Constrained synthesizability is an unaddressed challenge in generative molecular design. In particular, designing molecules satisfying multi-parameter optimization objectives, while simultaneously being synthesizable and enforcing the presence of specific commercial building blocks in the synthesis. This is practically important for molecule re-purposing, sustainability, and efficiency. In this work, we propose a novel reward function called TANimoto Group Overlap (TANGO), which uses chemistry principles to transform a sparse reward function into a dense and learnable reward function -- crucial for reinforcement learning. TANGO can augment general-purpose molecular generative models to directly optimize for constrained synthesizability while simultaneously optimizing for other properties relevant to drug discovery using reinforcement learning. Our framework is general and addresses starting-material, intermediate, and divergent synthesis constraints. Contrary to most existing works in the field, we show that incentivizing a general-purpose (without any inductive biases) model is a productive approach to navigating challenging optimization scenarios. We demonstrate this by showing that the trained models explicitly learn a desirable distribution. Our framework is the first generative approach to tackle constrained synthesizability.

Figures (13)

• Figure 1: TANGO guides the generation of molecules directly optimized for constrained synthesizability with enforced building blocks while simultaneously optimizing other properties. Our method generalizes across starting-material, intermediate, and divergent synthesis constraints.
• Figure 2: TANGO reward function: the maximum similarity between every non-root node (generated molecule) molecule and the set of enforced building blocks. Every synthesizable generated molecule returns a non-zero reward.
• Figure 3: Example generated molecules under the starting-material and divergent synthesis (one-step synthesis from a non-commercial common intermediate to diverse, high-reward molecules) constraints. The docking scores and QED values are annotated. For the divergent synthesis graph, the $\Delta$ docking score (negative is better) and QED (positive is better) are additionally annotated.

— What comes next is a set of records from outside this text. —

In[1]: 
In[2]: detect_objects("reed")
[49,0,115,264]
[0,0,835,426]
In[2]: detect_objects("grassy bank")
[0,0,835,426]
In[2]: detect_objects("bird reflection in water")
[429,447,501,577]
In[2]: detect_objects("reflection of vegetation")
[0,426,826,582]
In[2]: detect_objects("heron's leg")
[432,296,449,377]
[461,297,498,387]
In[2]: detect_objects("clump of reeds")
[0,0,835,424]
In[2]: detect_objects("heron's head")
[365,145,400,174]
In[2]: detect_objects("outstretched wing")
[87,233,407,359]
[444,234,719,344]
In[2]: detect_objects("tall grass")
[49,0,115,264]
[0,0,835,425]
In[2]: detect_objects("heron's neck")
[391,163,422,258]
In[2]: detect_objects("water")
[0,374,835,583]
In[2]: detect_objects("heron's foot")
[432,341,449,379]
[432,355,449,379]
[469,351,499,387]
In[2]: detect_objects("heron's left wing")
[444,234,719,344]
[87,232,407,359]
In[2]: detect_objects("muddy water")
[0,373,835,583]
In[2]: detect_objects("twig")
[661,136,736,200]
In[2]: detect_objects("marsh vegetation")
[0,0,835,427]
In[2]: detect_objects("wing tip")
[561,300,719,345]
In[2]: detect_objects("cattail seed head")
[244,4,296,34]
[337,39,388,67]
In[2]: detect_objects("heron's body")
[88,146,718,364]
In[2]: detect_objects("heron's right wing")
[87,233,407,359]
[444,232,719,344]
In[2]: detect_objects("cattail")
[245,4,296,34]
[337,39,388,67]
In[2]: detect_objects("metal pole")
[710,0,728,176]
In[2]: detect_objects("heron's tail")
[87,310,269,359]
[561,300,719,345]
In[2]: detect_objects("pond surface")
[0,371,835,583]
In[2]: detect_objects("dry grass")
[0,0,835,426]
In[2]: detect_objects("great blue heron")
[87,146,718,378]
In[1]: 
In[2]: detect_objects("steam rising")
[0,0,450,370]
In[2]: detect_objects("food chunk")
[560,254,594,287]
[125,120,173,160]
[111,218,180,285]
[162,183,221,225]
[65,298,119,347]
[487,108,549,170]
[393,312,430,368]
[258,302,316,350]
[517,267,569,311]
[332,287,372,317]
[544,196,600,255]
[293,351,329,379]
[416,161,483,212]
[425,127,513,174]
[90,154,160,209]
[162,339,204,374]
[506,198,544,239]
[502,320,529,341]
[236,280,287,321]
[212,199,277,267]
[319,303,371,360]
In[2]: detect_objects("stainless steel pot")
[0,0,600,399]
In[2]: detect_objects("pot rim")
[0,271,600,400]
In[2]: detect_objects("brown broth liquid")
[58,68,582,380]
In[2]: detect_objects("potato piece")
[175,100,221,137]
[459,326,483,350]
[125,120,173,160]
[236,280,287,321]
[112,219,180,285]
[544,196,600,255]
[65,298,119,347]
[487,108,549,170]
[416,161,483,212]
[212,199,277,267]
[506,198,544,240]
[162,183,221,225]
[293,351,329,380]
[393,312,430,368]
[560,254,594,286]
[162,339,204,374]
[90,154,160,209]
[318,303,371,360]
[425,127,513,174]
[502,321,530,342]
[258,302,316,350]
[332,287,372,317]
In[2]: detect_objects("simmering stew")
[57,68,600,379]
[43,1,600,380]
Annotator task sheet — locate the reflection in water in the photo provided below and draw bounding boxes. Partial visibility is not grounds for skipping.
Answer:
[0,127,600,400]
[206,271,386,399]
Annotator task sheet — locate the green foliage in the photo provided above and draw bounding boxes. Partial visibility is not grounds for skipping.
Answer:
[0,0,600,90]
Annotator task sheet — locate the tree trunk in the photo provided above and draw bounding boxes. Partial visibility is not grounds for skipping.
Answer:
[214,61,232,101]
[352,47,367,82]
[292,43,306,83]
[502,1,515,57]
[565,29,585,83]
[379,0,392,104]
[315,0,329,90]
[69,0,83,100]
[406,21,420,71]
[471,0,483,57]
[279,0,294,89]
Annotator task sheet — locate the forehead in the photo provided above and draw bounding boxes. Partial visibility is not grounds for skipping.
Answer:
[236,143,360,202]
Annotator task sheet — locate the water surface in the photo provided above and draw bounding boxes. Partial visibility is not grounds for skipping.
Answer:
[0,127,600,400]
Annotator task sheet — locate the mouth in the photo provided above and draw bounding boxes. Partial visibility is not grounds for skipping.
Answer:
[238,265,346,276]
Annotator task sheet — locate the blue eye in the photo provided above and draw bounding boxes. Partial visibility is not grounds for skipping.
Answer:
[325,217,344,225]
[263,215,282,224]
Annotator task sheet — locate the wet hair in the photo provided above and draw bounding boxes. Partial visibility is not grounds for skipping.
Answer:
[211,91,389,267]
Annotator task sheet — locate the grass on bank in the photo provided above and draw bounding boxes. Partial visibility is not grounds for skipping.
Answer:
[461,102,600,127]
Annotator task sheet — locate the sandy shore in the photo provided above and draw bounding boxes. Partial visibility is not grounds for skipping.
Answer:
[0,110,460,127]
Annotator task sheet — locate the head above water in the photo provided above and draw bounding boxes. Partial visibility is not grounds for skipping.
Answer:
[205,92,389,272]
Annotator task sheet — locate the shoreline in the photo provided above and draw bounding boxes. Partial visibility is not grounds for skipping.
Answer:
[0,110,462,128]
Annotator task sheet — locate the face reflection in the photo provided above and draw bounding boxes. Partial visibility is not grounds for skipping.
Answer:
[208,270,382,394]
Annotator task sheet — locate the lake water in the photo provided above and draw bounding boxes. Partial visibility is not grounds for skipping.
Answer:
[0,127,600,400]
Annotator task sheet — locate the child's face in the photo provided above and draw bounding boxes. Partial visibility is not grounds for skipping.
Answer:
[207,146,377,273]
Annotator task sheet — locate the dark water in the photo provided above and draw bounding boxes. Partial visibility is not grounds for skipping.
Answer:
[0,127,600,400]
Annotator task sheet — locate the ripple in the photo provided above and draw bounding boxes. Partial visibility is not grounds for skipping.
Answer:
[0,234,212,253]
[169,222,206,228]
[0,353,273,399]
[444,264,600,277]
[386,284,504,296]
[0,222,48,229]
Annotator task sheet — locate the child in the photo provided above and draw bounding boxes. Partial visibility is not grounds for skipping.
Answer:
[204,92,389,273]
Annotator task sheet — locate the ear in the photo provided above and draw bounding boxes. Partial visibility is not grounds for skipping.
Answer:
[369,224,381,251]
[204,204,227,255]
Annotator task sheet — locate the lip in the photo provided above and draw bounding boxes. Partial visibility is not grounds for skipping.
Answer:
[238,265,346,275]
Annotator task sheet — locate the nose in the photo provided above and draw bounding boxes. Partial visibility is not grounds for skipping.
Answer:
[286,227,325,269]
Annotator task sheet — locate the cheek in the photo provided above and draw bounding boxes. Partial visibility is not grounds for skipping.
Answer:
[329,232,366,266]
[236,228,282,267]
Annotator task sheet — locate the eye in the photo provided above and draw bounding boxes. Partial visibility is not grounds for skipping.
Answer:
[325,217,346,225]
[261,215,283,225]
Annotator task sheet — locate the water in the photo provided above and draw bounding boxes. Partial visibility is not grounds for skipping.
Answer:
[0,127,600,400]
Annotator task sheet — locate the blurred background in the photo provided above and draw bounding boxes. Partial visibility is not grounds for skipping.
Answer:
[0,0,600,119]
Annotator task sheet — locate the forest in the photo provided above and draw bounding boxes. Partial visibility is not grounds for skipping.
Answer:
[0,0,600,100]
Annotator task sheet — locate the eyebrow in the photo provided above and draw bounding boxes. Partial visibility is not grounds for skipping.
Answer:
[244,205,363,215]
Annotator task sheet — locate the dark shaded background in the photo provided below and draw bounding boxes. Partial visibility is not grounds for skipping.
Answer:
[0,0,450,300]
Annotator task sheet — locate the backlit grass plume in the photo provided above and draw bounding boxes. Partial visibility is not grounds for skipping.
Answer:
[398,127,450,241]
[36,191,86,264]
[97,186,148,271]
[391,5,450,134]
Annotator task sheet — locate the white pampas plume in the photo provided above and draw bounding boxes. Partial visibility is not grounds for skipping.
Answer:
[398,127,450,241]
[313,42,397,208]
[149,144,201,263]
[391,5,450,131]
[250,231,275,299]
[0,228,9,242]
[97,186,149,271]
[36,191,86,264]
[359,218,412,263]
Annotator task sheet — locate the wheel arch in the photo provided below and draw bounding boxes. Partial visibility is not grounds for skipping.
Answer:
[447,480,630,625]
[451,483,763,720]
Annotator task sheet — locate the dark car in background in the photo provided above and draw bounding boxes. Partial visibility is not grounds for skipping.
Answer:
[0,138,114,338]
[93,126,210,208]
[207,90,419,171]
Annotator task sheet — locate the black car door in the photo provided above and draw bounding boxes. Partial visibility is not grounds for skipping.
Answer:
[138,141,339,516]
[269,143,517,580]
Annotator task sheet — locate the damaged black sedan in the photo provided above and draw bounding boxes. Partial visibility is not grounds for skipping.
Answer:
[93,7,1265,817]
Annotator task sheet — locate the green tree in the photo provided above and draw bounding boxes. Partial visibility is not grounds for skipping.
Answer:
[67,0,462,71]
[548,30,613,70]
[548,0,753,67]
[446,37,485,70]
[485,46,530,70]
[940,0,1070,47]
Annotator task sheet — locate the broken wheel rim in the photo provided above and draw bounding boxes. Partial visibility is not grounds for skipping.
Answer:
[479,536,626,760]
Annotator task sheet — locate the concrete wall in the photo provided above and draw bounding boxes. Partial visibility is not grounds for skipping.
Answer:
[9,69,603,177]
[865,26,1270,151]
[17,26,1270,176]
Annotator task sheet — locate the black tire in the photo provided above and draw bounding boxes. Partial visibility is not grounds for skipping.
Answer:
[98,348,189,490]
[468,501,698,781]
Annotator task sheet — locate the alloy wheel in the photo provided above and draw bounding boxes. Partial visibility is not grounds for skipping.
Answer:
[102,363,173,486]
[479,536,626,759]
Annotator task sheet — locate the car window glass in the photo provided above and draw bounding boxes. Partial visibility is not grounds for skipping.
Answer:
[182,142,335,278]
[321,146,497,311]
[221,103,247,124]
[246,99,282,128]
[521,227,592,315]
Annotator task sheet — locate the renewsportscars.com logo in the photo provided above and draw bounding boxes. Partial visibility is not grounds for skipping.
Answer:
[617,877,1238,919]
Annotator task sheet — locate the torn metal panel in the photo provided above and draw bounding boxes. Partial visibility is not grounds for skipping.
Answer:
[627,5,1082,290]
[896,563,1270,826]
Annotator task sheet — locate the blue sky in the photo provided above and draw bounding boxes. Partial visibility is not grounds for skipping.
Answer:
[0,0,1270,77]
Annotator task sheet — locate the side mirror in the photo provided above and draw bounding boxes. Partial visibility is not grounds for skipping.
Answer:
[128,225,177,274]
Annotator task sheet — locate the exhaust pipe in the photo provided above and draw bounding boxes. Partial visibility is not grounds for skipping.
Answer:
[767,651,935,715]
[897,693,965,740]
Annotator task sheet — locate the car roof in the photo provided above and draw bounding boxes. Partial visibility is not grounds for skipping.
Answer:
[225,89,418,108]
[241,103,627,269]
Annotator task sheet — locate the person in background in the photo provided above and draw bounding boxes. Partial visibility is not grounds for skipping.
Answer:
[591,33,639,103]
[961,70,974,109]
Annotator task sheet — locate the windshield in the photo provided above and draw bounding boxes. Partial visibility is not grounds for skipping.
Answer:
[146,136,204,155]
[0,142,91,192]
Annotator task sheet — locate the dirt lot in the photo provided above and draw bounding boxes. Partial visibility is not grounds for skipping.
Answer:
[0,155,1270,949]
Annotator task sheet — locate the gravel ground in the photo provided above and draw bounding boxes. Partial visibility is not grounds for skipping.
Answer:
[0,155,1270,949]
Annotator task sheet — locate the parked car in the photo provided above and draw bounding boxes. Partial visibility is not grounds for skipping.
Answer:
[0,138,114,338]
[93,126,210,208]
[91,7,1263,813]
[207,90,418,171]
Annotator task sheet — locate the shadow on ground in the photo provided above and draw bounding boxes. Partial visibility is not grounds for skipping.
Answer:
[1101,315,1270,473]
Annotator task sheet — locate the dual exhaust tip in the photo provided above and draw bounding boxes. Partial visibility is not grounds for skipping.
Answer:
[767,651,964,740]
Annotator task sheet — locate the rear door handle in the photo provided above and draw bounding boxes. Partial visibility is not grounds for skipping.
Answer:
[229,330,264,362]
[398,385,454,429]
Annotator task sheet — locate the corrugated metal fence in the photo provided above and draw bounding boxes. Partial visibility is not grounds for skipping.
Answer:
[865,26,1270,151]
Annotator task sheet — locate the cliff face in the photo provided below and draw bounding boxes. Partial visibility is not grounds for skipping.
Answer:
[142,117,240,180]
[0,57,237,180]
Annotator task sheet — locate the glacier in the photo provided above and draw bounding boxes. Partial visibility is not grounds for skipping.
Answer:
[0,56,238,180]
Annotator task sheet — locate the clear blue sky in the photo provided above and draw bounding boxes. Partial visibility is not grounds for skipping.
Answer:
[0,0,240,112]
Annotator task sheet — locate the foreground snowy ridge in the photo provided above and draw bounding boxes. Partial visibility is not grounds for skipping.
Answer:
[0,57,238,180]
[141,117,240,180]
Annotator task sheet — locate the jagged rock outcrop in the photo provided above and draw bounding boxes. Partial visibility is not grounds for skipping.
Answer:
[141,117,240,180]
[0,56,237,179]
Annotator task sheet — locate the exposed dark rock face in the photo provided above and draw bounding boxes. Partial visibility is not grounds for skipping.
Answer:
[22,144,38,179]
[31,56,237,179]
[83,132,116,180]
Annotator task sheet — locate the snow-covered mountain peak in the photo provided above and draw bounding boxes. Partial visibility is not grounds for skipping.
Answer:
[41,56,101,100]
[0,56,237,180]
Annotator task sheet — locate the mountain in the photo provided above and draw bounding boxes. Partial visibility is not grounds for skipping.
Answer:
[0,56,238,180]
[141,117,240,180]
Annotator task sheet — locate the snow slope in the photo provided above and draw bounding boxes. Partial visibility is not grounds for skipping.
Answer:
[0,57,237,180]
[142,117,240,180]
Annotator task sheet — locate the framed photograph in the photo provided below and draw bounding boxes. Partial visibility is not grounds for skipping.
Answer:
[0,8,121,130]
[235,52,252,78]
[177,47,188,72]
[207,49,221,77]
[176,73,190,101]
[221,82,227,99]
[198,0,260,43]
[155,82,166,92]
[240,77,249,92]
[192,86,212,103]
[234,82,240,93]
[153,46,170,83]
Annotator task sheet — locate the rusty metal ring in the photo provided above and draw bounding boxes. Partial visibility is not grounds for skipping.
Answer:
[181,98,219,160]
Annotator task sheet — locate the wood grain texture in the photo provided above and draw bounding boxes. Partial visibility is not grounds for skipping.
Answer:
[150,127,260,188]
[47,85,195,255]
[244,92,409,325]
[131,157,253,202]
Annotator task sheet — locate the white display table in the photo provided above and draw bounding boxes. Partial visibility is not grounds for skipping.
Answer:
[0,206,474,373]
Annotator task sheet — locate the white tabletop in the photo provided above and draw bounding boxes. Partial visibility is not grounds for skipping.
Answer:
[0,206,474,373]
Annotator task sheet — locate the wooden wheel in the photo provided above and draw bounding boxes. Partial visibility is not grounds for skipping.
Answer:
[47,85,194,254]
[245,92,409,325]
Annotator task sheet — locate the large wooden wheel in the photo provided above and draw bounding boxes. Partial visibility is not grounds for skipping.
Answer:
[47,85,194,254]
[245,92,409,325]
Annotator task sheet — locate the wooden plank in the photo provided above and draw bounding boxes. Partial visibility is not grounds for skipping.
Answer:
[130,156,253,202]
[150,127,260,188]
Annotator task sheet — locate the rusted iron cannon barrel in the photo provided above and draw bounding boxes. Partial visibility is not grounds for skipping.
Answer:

• Figure 4: The model learns a distribution of molecules that satisfy the MPO objective. The final model checkpoint from the 100 enforced building blocks experiment (all 10 seeds) was used to sample 1,000 unique molecules. a. Counts of solvable molecules from the checkpoints with the mean and standard deviation reported (non-bolded). Only 1 out of 10 final model checkpoints was unable to yield "Solved (enforced)" molecules. The pre-trained model (before RL) generates mostly unsynthesizable molecules and no synthesizable molecules with enforced blocks (metrics are bolded). b. Docking Score (DS) and QED values of the pooled Solved (Enforced) molecules across all seeds. c, d, e uses 1,000 unique molecules sampled from one final model checkpoint.c. UMAP of sampled molecules compared to the pre-trained model. d. Negative log-likelihoods (NLLs) of the sampled molecules. It is much more likely to generate the sampled molecules under the final model checkpoint. e. Top-10 (by docking score) molecules with the enforced building block highlighted. The NLLs are similar.
• Figure D5: Reward shaping function for docking.